Blut Aus Nord | ‘Memoria Vetusta II’
Blut Aus Nord’s class is without doubt.
Their three key releases – ‘The Work Which Transforms God’, ‘Odinist’ and ‘MoRT’ – are essential to an appreciation of black metal in the modern era. For a band not graced with historical ties to the genre, they’ve nonetheless placed themselves at its bleeding edge.
With their poisonous atmospheres and benighted sound they’ve contributed much to black metal’s continuing development, taking over from the creatively exhausted Norse workhorses and offering a real, viable alternative expression of how genuine darkness can make its way through metal.
‘Memoria Vetusta II’ is their best yet -and easily so. They have stepped everything up, channelling their creativity, musical insight and no mean amount of witchery into songs that are both haunting and frigid cold. The amount of new tones contained in here – all of which appropriate and evocative – is wonderful to listen to. They embellish brilliantly the drowned and drowning sounds that made the band’s reputation.
It used to be easy to draw parallels between Blut Aus Nord and Xasthur, so similar were the paths trodden. But they have done what Xasthur ultimately couldn’t, and that is to grow. The Frenchmen have crafted an album here that sounds as good as the best of old times. Dark mediaeval times, make no mistake – the dank, lichen covered feel of this album recalls only the very best old Summoning, Abigor, even Emperor’s now seemingly ancient masterpiece. The lineage runs straight through. Mix this with Drudkh, old Agalloch, Xasthur and Negura Bunget and you have a record of some considerable rarity. It is the sound of that frightening, forested nightmare place that the albums of old used to bring us. To go there again is a special thing indeed, and this album is a timely revisit.

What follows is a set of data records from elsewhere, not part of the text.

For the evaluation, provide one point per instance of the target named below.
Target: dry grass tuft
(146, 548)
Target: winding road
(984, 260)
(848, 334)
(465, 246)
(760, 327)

Blut Aus Nord have crafted here an album that is spellbinding from its opening to its closing notes. It is both an essential and immediate purchase. So good that it almost makes keyboard swathed BM sound relevant, indeed exciting again, you’ll find yourself taken utterly away with it. It has the class, the grandeur, the magic and the misanthropy needed to make genuine black metal art. It harkens to the very best Norway ever produced while sounding distinctly of its own making, and frankly, if you’re unmoved by this, you’re a cynic beyond help.